Nonparametric inference for spot volatility in pure-jump semimartingales
Chengxin Yan, Dachuan Chen, Jia Li
TL;DR
This paper develops nonparametric spot volatility inference for pure-jump semimartingales driven by a symmetric $\beta$-stable process, introducing both fixed-$k$ and large-$k$ asymptotics. It provides estimators and coupling results under active and inactive jump regimes, including when $\beta$ is unknown but consistently estimable, and derives Gaussian and stable limits for the resulting t-statistics. Monte Carlo evidence shows the fixed-$k$ approach offers substantially better finite-sample accuracy than large-$k$, guiding practical application in high-frequency settings.
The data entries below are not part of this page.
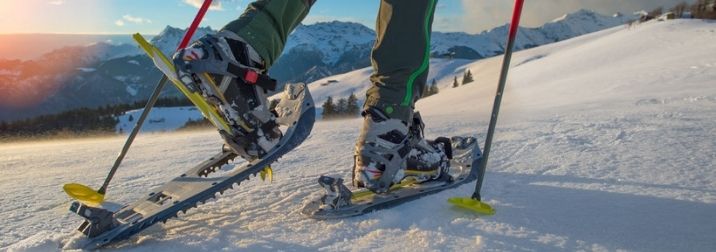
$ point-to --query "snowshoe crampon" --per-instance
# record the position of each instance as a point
(339, 202)
(296, 116)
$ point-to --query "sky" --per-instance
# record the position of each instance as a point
(151, 16)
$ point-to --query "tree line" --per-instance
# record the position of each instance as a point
(701, 9)
(100, 119)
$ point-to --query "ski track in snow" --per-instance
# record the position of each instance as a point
(622, 160)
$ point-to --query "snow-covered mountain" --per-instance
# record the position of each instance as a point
(169, 38)
(103, 74)
(605, 143)
(491, 42)
(159, 119)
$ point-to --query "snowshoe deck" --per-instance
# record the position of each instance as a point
(296, 111)
(165, 65)
(463, 170)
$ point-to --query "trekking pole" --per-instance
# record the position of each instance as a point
(474, 203)
(85, 193)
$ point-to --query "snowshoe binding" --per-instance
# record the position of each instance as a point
(388, 151)
(230, 75)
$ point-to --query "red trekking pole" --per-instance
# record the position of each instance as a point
(87, 194)
(474, 203)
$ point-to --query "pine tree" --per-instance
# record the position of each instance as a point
(329, 109)
(352, 105)
(467, 78)
(341, 107)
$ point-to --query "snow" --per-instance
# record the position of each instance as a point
(131, 90)
(159, 119)
(86, 69)
(605, 142)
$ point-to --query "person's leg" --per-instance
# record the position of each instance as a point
(400, 60)
(400, 56)
(237, 58)
(266, 24)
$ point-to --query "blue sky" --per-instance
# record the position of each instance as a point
(150, 16)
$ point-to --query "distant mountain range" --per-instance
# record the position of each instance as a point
(108, 73)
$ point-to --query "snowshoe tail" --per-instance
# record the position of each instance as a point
(195, 186)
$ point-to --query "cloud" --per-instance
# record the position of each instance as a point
(131, 19)
(136, 20)
(480, 15)
(215, 5)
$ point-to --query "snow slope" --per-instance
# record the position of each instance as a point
(605, 142)
(159, 119)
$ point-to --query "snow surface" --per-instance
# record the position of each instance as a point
(159, 119)
(605, 142)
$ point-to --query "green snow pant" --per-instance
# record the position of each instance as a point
(400, 56)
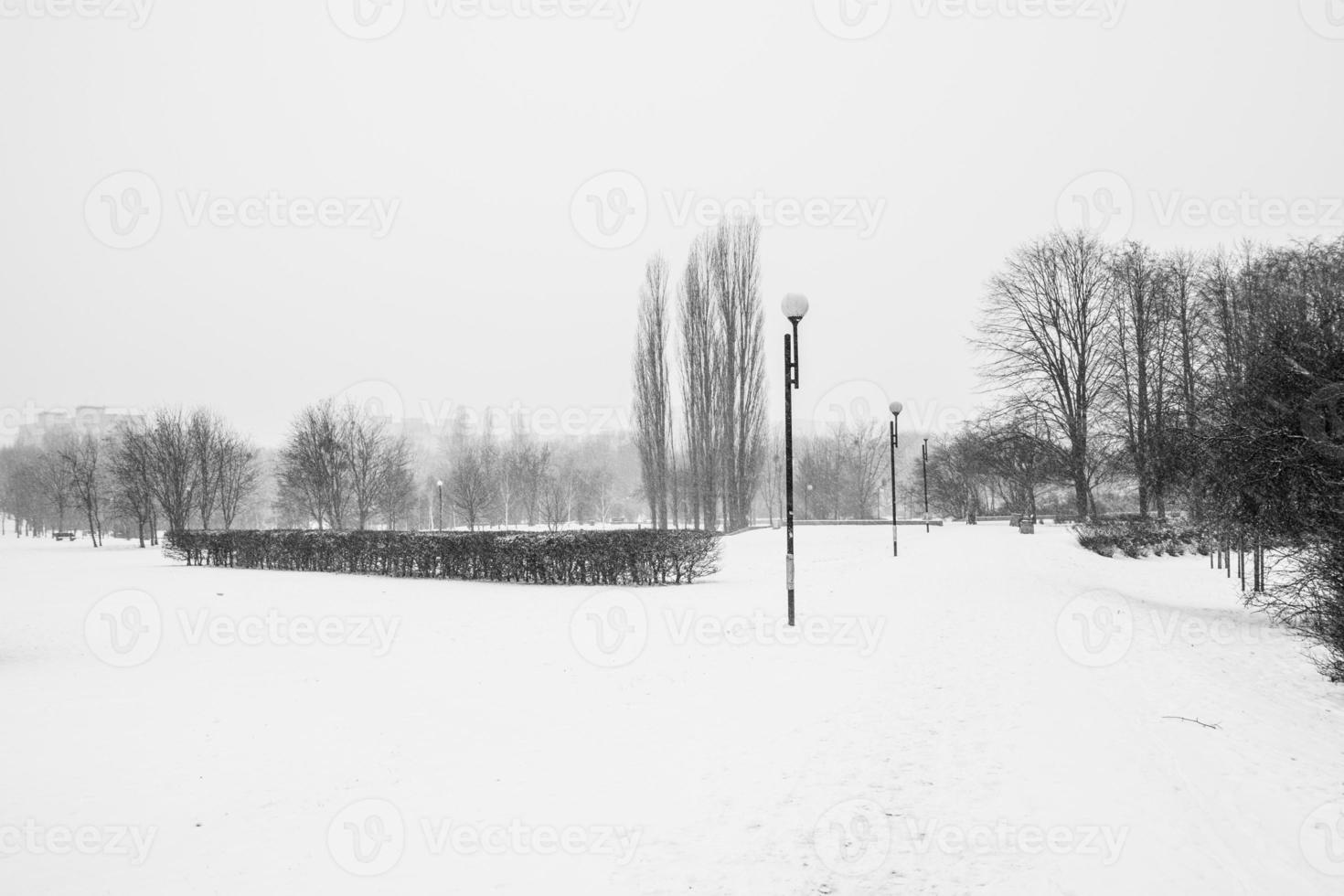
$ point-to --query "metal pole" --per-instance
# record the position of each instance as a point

The framework yields valid, nonparametric confidence intervals for spot volatility in jump-dominated models, with broad applicability to nonparametric volatility analysis beyond Brownian settings.
Abstract
We provide a comprehensive analysis of spot volatility inference in pure-jump semimartingales under two asymptotic settings: fixed-$k$, where each local window uses a fixed number of observations, and large-$k$, where this number grows with sampling frequency. For both active- and possibly inactive-jump settings, we derive generally nonstandard, typically non-Gaussian limit distributions and establish valid inference, including when the jump-activity index is consistently estimated. Simulations show that fixed-$k$ asymptotics offer markedly better finite-sample accuracy, underscoring their practical advantage for nonparametric spot volatility inference.